The remainder of this Essay proceeds as follows. Part I reviews the different rationales for term limits. In doing so, it pays particular attention to the changing nature of authoritarianism. Though our analysis is not limited to authoritarian regimes, most of the term limit evasion strategies occur in countries with less than stellar democratic pedigrees. What is more, the nature of authoritarianism has changed profoundly since the 1990s. Instead of coming to power through coups d’état and governing through brute force, today’s authoritarians tend to be democratically elected and operate with nominally democratic institutions, including facially liberal constitutions. Yet in many cases, presidents are able to abuse these institu­tions to suit their purposes. It is vital to understand that term limit evasion operates against this backdrop: Today’s autocrats work around them by using the very constitutional processes that were meant to constrain overly powerful executives in the first place.

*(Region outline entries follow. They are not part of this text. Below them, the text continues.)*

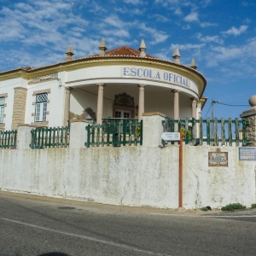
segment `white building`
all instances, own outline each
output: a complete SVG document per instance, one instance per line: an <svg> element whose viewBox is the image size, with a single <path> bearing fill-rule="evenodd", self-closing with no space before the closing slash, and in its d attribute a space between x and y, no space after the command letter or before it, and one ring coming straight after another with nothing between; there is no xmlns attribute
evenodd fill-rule
<svg viewBox="0 0 256 256"><path fill-rule="evenodd" d="M176 49L173 61L123 46L73 59L71 45L66 61L0 73L0 129L19 124L62 126L71 118L142 119L144 112L160 112L169 118L199 118L207 98L205 77L180 63Z"/></svg>

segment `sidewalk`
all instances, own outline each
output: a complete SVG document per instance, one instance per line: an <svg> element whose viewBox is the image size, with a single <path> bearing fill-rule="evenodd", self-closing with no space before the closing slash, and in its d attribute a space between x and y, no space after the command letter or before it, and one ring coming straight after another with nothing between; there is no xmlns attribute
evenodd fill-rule
<svg viewBox="0 0 256 256"><path fill-rule="evenodd" d="M111 205L104 205L95 202L85 202L81 201L75 200L67 200L61 198L52 198L46 196L39 196L30 194L21 194L21 193L15 193L15 192L8 192L0 190L0 197L7 196L7 197L16 197L20 200L29 200L29 201L36 201L41 202L49 202L49 203L55 203L65 206L67 208L68 207L79 207L79 208L86 208L94 212L102 212L102 213L133 213L133 214L154 214L154 215L177 215L177 216L191 216L196 217L209 213L220 213L222 212L220 210L212 209L212 211L203 212L200 209L189 209L185 211L178 211L177 209L159 209L159 208L152 208L152 207L124 207L124 206L111 206ZM0 199L1 200L1 199Z"/></svg>

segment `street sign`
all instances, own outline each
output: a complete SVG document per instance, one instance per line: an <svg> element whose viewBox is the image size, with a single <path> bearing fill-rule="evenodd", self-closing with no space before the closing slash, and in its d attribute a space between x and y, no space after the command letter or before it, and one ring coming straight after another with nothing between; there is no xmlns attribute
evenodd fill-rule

Part II introduces our original global survey and presents the key find­ings from our data. It records the prevalence of evasion attempts, along­side the prevalence of failures. We also document the characteristics of those that attempt to overstay. One small but notable finding is that every one of the leaders that attempted to overstay was male. We highlight that here because, in the remainder of this Essay, we will use the male pronoun to refer to incumbents who seek to evade the constitution.

Parts III and IV take a deep dive into the particularities of the different evasion strategies. Part III focuses on amendment, which remains the most common method. It describes the different versions of the amendment approach and what it takes for amendments to succeed. Throughout, we provide examples from around the world, including Rwanda, Burundi, Tajikistan, Paraguay, Burkina Faso, Malawi, and others. Part IV focuses on strategies other than constitutional amendment that arguably still do not amount to a constitutional violation: the blank slate theory, using courts to reinterpret the constitution, the faithful agent strategy, and delaying elections. It reflects on what is required for these strategies to be successful and draws on examples from places like Bolivia, Nicaragua, Honduras, Guyana, and Sudan to reflect upon the rationales behind these strategies. Finally, we conclude by reflecting on what our research tells us about the constitution’s ability to constrain the executive.